The HDJ was founded in 1990. At its summer camps young people were put through military style drills and essentially brainwashed.
There were courses in "racial science" that promoted "blood purity". Foreigners were described as "enemies of the people". Tents bore names that call to mind the Third Reich - for example the "Führer's Bunker."
This may seem somewhat like a freakish deja vu in the context of all that has gone down since the 1940's, but the HDJ actually wielded a fair amount of influence in far-right circles. Their approach was similar in some respects to that of the "Viking Jugend"- or Viking Youth - that was banned in Germany in 1994.
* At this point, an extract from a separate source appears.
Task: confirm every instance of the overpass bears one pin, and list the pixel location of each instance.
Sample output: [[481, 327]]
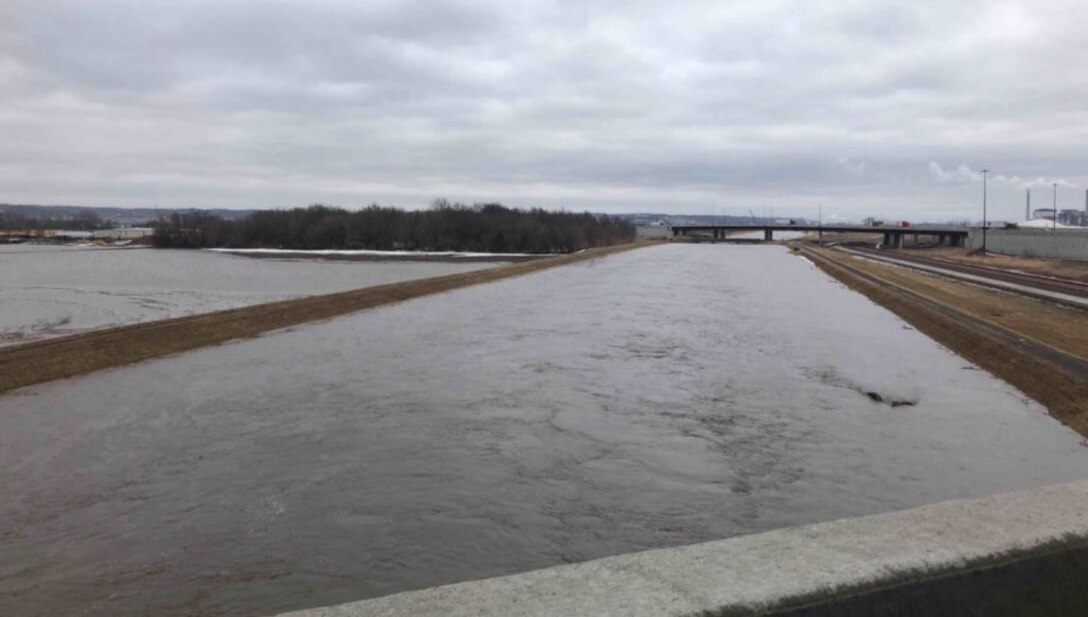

German Interior Minister, Wolfgang Schäuble, didn't mince his words when commenting on the break-up of the group: "Today's ban puts a stop to the disgusting activities of the HDJ. We will do everything in our power to protect our children from these rat catchers."
According to analysts, neo-Nazi recruitment is up in Germany, particularly in the east. The recent Dresden march to commemorate the Allied bombing of the city attracted some 8,000 neo-Nazis.